Membre du comité éditorial du 1, Sylvain Cypel a été directeur de la rédaction de Courrier international et correspondant du Monde à New York de 2007 à 2013. Il a longtemps vécu en Israël et a notamment publié L’État d’Israël contre les Juifs (La Découverte, 2020). Dans cette chronique quotidienne, il nous livre son regard sur la situation au Proche-Orient à la suite de l’offensive surprise contre Israël lancée par le Hamas le samedi 7 octobre.

Mais où est passé le service public israélien ? #3
Illustration Stéphane Trapier

Elle s’appelle Atar Ornan. Psychologue, elle habite Jérusalem. Sa petite-fille est sans nouvelles de ses trois amies qui étaient à la rave party près de Gaza. Témoignage brut d’une Israélienne sur la disparition de la puissance publique dans le chaos généralisé.

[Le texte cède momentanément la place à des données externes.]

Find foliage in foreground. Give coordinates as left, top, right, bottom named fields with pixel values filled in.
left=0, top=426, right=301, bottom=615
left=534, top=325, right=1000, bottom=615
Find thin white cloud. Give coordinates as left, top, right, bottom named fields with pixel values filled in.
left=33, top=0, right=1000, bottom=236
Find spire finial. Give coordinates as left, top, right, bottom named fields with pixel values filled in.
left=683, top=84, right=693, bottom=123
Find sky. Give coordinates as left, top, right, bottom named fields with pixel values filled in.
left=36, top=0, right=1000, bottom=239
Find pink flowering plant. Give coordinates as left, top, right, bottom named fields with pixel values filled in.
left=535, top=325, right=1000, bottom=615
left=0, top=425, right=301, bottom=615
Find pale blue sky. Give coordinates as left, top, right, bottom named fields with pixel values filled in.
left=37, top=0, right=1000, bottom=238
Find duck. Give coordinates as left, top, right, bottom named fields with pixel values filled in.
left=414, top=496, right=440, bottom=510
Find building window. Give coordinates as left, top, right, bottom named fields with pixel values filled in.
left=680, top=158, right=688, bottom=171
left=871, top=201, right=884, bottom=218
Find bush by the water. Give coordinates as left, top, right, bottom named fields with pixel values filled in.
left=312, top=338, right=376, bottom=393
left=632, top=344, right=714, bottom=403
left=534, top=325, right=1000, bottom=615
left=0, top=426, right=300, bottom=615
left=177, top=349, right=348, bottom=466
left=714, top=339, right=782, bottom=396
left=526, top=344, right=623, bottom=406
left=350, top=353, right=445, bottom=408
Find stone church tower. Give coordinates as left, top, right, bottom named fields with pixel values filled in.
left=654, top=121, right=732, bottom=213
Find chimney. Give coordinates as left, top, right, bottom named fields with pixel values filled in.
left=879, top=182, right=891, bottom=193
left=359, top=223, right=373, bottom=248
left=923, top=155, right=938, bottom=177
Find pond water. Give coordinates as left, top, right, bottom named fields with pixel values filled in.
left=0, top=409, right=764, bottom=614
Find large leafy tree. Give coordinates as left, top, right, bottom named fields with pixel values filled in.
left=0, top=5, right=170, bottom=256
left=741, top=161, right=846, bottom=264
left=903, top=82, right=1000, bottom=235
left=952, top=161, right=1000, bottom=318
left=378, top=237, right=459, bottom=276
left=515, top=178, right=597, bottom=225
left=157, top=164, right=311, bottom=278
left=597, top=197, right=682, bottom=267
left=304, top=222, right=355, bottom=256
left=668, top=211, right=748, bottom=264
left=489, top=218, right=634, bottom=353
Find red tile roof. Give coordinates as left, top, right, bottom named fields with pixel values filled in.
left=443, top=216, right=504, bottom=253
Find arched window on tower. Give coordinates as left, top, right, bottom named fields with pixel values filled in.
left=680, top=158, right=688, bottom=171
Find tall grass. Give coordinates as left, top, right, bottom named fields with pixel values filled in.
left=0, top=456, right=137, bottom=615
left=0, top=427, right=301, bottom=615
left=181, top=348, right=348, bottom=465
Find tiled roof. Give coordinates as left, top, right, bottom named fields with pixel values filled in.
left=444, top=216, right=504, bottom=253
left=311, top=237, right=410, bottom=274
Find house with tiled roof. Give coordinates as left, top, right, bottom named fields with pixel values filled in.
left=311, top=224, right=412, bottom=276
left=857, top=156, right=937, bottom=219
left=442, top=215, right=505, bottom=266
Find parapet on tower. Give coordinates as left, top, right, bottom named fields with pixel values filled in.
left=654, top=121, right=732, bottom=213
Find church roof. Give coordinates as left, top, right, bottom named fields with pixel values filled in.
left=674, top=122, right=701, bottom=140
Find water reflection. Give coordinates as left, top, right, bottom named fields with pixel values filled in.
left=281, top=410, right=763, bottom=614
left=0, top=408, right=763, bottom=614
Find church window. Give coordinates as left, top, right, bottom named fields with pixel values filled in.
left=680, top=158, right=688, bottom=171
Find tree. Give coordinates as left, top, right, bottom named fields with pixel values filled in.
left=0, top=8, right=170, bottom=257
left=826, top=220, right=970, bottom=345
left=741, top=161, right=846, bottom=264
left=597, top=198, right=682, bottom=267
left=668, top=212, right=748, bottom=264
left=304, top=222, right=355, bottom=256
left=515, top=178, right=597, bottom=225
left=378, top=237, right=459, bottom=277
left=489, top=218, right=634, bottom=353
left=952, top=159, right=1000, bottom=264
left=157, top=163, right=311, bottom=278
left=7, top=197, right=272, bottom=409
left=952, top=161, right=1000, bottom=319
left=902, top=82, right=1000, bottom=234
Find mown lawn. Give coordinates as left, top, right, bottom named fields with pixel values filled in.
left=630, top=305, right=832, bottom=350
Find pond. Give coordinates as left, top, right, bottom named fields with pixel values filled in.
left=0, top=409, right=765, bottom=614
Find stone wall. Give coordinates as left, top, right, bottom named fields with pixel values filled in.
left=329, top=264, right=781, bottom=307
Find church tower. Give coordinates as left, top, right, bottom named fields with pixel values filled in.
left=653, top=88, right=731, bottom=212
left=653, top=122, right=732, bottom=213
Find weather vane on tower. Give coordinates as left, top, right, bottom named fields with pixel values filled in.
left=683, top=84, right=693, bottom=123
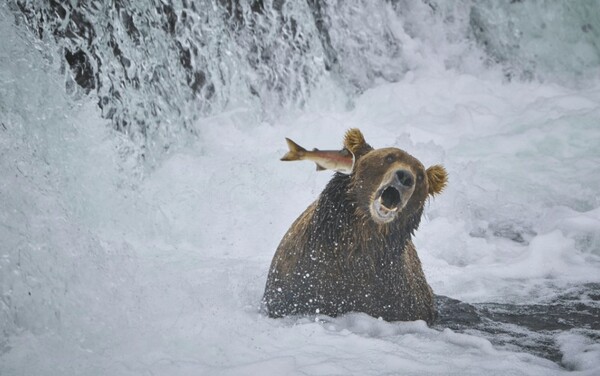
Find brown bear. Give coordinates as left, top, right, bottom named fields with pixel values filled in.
left=263, top=129, right=447, bottom=324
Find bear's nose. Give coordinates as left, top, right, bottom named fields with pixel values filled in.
left=395, top=169, right=414, bottom=187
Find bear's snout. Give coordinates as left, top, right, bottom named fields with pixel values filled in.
left=368, top=167, right=417, bottom=224
left=395, top=169, right=414, bottom=188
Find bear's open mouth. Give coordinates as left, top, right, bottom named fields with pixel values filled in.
left=370, top=168, right=417, bottom=224
left=370, top=183, right=405, bottom=224
left=380, top=185, right=401, bottom=210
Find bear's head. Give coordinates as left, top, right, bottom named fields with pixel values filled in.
left=344, top=129, right=447, bottom=226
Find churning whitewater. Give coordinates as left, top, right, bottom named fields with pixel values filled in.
left=1, top=1, right=600, bottom=375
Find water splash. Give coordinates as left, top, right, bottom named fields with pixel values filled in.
left=10, top=0, right=600, bottom=162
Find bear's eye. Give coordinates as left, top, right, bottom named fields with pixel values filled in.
left=385, top=154, right=395, bottom=164
left=417, top=173, right=424, bottom=182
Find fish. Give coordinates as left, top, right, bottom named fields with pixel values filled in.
left=280, top=137, right=355, bottom=174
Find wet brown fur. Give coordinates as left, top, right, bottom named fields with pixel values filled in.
left=344, top=128, right=373, bottom=158
left=426, top=165, right=448, bottom=196
left=263, top=129, right=447, bottom=324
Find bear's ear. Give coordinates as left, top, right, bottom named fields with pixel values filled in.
left=344, top=128, right=373, bottom=163
left=426, top=165, right=448, bottom=196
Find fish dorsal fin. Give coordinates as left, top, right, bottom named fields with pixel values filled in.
left=315, top=163, right=327, bottom=171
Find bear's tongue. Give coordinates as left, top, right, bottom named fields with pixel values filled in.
left=380, top=185, right=401, bottom=210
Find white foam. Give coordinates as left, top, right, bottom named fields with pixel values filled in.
left=2, top=4, right=600, bottom=376
left=557, top=332, right=600, bottom=374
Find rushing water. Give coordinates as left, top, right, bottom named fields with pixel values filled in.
left=9, top=0, right=600, bottom=160
left=2, top=1, right=600, bottom=375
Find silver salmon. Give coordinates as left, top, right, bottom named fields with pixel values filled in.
left=280, top=138, right=355, bottom=174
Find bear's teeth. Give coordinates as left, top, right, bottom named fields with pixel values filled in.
left=377, top=198, right=398, bottom=214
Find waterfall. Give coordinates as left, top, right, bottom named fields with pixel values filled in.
left=2, top=1, right=600, bottom=374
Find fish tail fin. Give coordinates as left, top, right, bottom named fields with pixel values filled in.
left=280, top=138, right=306, bottom=161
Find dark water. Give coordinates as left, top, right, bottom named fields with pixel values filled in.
left=435, top=283, right=600, bottom=366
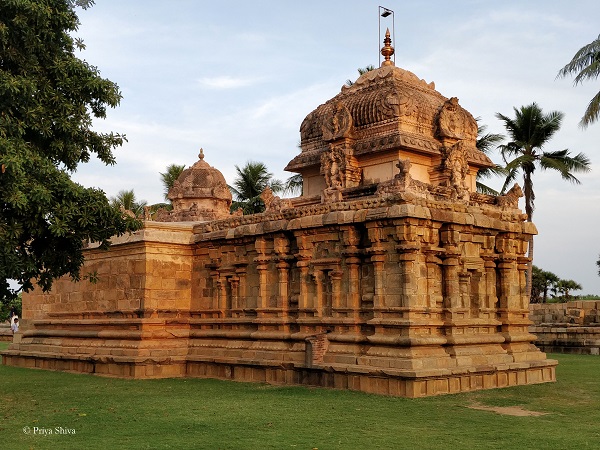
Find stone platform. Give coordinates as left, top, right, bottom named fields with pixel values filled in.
left=530, top=302, right=600, bottom=355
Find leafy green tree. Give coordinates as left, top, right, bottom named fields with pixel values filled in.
left=496, top=103, right=591, bottom=296
left=345, top=65, right=376, bottom=87
left=109, top=190, right=147, bottom=218
left=0, top=0, right=139, bottom=302
left=160, top=164, right=186, bottom=201
left=557, top=34, right=600, bottom=128
left=475, top=119, right=505, bottom=195
left=0, top=293, right=21, bottom=322
left=229, top=161, right=283, bottom=214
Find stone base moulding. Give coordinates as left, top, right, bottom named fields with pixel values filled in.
left=1, top=350, right=556, bottom=398
left=529, top=302, right=600, bottom=355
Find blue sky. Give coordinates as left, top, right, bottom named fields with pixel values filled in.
left=72, top=1, right=600, bottom=294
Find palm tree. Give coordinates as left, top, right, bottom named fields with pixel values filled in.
left=109, top=190, right=147, bottom=218
left=496, top=102, right=591, bottom=296
left=557, top=34, right=600, bottom=128
left=284, top=173, right=303, bottom=196
left=555, top=279, right=583, bottom=301
left=284, top=142, right=304, bottom=196
left=160, top=164, right=186, bottom=200
left=229, top=161, right=284, bottom=214
left=475, top=119, right=505, bottom=195
left=531, top=266, right=560, bottom=303
left=345, top=65, right=375, bottom=87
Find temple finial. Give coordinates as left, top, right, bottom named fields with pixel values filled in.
left=380, top=28, right=395, bottom=67
left=199, top=148, right=204, bottom=160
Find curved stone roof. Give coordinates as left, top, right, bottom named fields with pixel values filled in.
left=156, top=149, right=232, bottom=222
left=168, top=149, right=232, bottom=203
left=285, top=64, right=493, bottom=172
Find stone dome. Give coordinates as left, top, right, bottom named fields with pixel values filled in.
left=285, top=31, right=493, bottom=200
left=286, top=64, right=492, bottom=172
left=160, top=149, right=232, bottom=222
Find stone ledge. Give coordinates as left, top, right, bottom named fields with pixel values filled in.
left=2, top=350, right=557, bottom=397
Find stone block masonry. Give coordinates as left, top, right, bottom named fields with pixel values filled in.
left=2, top=59, right=556, bottom=396
left=3, top=191, right=557, bottom=396
left=530, top=302, right=600, bottom=355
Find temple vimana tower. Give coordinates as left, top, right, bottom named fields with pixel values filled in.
left=2, top=31, right=556, bottom=397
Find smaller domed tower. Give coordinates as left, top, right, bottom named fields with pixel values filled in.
left=158, top=149, right=232, bottom=222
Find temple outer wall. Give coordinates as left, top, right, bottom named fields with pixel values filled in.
left=5, top=223, right=196, bottom=378
left=3, top=196, right=558, bottom=396
left=530, top=302, right=600, bottom=354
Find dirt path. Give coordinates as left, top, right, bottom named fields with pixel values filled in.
left=468, top=402, right=548, bottom=417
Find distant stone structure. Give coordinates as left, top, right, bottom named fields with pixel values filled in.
left=2, top=33, right=556, bottom=397
left=530, top=302, right=600, bottom=354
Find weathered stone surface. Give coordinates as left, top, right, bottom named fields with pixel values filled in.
left=530, top=302, right=600, bottom=354
left=2, top=36, right=556, bottom=396
left=3, top=187, right=556, bottom=395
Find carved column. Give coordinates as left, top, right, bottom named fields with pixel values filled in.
left=297, top=259, right=310, bottom=313
left=495, top=232, right=536, bottom=356
left=517, top=256, right=530, bottom=310
left=424, top=251, right=443, bottom=309
left=479, top=232, right=499, bottom=318
left=397, top=247, right=420, bottom=309
left=370, top=250, right=386, bottom=314
left=330, top=270, right=343, bottom=313
left=482, top=258, right=497, bottom=311
left=396, top=221, right=420, bottom=308
left=346, top=256, right=360, bottom=316
left=313, top=270, right=324, bottom=316
left=497, top=257, right=519, bottom=310
left=295, top=233, right=312, bottom=317
left=235, top=266, right=247, bottom=310
left=254, top=237, right=269, bottom=311
left=367, top=223, right=387, bottom=315
left=274, top=234, right=291, bottom=315
left=216, top=275, right=226, bottom=316
left=440, top=225, right=464, bottom=320
left=276, top=260, right=290, bottom=312
left=442, top=255, right=460, bottom=310
left=208, top=269, right=219, bottom=313
left=459, top=271, right=471, bottom=309
left=342, top=226, right=362, bottom=320
left=256, top=262, right=269, bottom=310
left=230, top=277, right=239, bottom=311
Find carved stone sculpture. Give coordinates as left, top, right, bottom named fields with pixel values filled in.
left=497, top=183, right=524, bottom=208
left=321, top=147, right=345, bottom=189
left=260, top=186, right=292, bottom=212
left=443, top=141, right=469, bottom=197
left=321, top=101, right=353, bottom=142
left=437, top=97, right=476, bottom=141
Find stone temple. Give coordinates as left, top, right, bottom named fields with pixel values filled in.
left=2, top=32, right=557, bottom=397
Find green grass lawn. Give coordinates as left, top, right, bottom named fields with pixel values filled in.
left=1, top=341, right=598, bottom=450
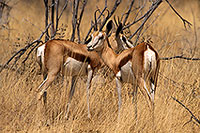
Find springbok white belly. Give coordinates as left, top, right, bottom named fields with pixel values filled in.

« Je voulais aider, ne pas rester les bras ballants pendant que le pays brûle. Je suis sortie et j’ai déambulé. Je suis tombée sur un groupe de jeunes, entre 20 et 30 ans. Ils s’organisaient pour recueillir des choses urgentes, de la nourriture, des vêtements, pour trouver des lieux d’accueil pour les familles ayant fui le sud du pays, et dont personne ne s’occupe, ou pour des soldats errant en divers endroits. » Elle nous transfère un appel sur WhatsApp lancé par un soldat, comme une bouteille à la mer. On entend : « J’appelle de ma base près de Gaza. Qui peut nous aider ? Amenez-nous à boire, à manger, des chaussettes et des slips. On est seuls ici, sans directives. Vous êtes devenus fous ? À l’aide ! »

 « Le sentiment que les organes de l'État ont failli, jusque dans l’utilisation de la troupe, est général. »

Atar poursuit : « J’ai rencontré des gens formidables. Toutes sortes de groupes de la société civile se sont mobilisés pour pallier la carence des organes de l’État et aider les gens. Le phénomène est massif. Ce sont souvent les mêmes qui défilaient chaque samedi soir depuis des mois contre la politique de Netanyahou. Ils se sont organisés pour venir en aide aux familles qui se sont enfuies des villes autour de Gaza. Les gens des kibboutz, eux, ont été en général mieux lotis. Mais ceux des villes, souvent pauvres, sont abandonnés. Les ONG ont aussi ouvert des gardes d’enfants pour que les parents s’organisent. Une association, qui s’est nommée Lev Ehad (un seul cœur), s’est créée pour prendre en charge le soutien psychologique aux traumatisés. Moi, je leur apporte mon expérience [Atar a longtemps coopéré avec MSF]. Ils ont aménagé un lieu d’accueil où parents et enfants peuvent venir parler. »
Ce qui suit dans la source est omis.